Diseases and complaints

Embryonic developmental disorders beginning in the fourth week of embryonic development can cause various malformation syndromes by interfering with head development. Some of these disorders have genetic causes and are associated with mutations. Others are promoted by external factors such as exposure to toxins or malnutrition during pregnancy. Disorders in desmocranium development, for example, may correspond to premature ossification of the individual sutures. This phenomenon is known as craniosynostosis and gives rise to deformed skull shapes, such as the tower skull, the pointed skull, the toothed skull, the triangular skull, or the crooked skull. Some skull dysplasias are associated with mental developmental delays or mental retardation, such as premature ossification of all sutures, which constricts the patient’s brain and prevents it from expanding.
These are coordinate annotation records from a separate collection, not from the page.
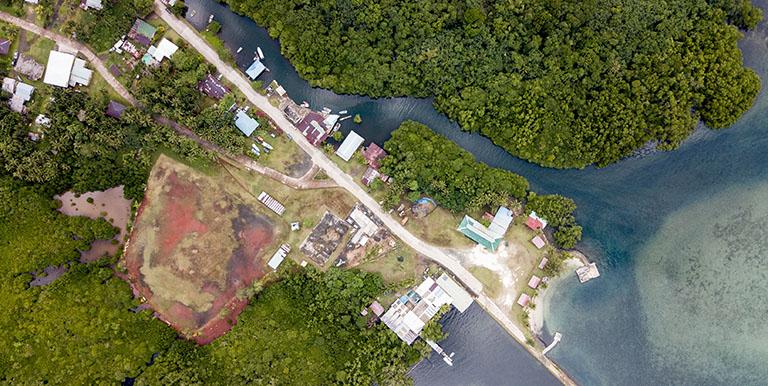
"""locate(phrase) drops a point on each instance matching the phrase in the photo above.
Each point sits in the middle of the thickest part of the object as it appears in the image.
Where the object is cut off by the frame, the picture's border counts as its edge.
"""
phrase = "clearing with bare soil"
(197, 242)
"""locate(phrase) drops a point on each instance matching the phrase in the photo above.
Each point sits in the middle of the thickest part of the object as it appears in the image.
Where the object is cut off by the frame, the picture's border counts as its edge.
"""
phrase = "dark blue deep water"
(680, 238)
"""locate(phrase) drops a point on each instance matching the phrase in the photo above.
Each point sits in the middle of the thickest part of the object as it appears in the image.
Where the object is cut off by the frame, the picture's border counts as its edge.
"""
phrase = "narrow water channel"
(678, 236)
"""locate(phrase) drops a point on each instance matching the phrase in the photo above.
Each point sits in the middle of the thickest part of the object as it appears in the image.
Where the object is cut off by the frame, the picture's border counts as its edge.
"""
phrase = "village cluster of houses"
(408, 315)
(138, 45)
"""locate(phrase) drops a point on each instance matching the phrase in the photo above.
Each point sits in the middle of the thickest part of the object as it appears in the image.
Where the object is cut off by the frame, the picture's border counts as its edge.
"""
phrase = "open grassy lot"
(198, 241)
(439, 228)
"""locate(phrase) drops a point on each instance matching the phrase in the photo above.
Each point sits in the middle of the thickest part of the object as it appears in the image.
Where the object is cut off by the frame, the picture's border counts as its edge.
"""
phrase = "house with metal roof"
(115, 110)
(245, 123)
(255, 69)
(349, 146)
(142, 32)
(80, 75)
(165, 49)
(59, 69)
(373, 155)
(489, 237)
(212, 87)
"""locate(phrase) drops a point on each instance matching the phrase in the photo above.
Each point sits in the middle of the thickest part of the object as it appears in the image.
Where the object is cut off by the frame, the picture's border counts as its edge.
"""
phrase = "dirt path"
(92, 58)
(334, 173)
(243, 161)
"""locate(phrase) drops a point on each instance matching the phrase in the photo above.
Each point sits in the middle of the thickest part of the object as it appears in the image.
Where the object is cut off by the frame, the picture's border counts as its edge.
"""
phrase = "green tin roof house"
(489, 237)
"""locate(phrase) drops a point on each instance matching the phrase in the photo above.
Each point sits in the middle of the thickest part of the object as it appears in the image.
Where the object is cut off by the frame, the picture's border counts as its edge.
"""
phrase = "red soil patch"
(194, 247)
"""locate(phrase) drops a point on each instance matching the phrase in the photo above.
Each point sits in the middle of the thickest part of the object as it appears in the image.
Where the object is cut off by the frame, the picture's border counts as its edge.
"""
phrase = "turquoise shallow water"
(679, 238)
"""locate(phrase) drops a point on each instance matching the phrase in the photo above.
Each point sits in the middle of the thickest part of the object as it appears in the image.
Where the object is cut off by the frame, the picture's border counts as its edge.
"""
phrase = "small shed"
(377, 308)
(245, 123)
(212, 87)
(164, 49)
(142, 32)
(115, 109)
(80, 75)
(535, 222)
(5, 46)
(373, 155)
(370, 175)
(349, 146)
(255, 69)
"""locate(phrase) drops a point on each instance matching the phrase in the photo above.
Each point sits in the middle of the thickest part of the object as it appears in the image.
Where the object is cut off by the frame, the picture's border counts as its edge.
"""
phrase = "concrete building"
(255, 69)
(408, 315)
(245, 123)
(349, 146)
(492, 236)
(59, 69)
(80, 75)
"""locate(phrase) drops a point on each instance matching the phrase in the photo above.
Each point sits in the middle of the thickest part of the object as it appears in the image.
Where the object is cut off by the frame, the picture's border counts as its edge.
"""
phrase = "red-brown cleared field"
(197, 241)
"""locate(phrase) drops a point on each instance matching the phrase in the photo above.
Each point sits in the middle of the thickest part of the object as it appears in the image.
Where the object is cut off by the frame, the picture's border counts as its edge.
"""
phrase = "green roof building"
(490, 237)
(479, 233)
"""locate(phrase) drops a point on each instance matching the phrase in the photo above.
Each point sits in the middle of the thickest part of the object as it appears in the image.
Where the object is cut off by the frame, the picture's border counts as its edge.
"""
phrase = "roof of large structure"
(5, 46)
(80, 74)
(479, 233)
(350, 144)
(311, 129)
(165, 49)
(245, 123)
(59, 69)
(255, 69)
(373, 155)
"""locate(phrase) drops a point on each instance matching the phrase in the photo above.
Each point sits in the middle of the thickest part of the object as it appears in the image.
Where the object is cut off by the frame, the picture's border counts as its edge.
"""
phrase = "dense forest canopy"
(563, 83)
(422, 162)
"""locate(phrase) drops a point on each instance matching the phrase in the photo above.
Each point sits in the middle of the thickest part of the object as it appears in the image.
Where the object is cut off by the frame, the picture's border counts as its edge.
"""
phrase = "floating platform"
(587, 272)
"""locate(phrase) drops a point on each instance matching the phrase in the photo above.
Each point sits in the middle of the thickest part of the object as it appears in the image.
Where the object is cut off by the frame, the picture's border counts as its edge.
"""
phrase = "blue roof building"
(255, 69)
(245, 123)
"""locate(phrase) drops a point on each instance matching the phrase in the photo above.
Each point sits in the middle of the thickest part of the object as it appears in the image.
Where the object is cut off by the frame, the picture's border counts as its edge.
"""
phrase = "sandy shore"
(536, 315)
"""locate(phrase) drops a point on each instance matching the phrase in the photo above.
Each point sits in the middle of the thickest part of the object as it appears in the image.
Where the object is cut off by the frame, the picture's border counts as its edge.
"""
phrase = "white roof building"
(59, 69)
(349, 146)
(80, 75)
(164, 49)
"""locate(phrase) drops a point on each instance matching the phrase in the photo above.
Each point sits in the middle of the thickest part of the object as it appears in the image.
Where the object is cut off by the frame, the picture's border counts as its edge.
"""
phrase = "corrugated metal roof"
(59, 69)
(350, 144)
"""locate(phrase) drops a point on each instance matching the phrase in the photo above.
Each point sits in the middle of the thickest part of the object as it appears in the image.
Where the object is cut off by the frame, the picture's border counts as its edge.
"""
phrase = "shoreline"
(536, 316)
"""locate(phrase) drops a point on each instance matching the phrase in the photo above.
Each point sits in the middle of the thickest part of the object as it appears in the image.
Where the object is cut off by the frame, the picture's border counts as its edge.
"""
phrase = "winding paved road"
(62, 40)
(319, 158)
(334, 173)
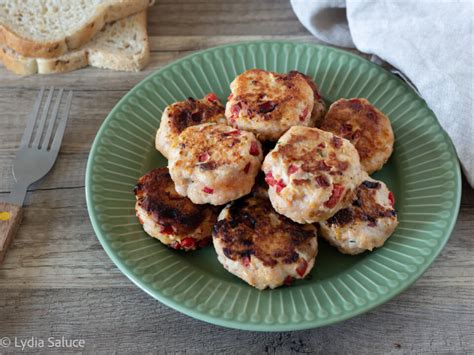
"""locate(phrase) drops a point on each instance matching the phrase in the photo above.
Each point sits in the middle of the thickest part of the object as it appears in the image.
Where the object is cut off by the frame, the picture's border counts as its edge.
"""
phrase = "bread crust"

If the developmental disorder corresponds not to a disorder of cranial development but to a disorder of the development of the pharyngeal arches, severe symptoms may also develop. For example, remnants of the lateral cervical sinus may develop into cervical fistulas that extend down into the pharynx or terminate blindly. Other symptoms are present in actual malformation syndromes such as Goldenhar syndrome, which causes oculo-auriculo-vertebral dysplasia. This syndrome is caused by combined anomalies of the first and second pharyngeal arches and is conductively symptomatic with an underdeveloped jaw and hypoplastic ear region. These malformations are associated with dysplasia of the cervical spine. Disturbed development of the craniofacial system may also result in obvious malformations. For example, if the middle nasal bulges fuse incompletely with the maxillary bulge, a cleft lip and palate will result. Cleft formation disorders may result in anomalies such as transverse facial cleft or mandibular cleft lip.The clinical picture of disorders during embryonic head development is accordingly multifaceted.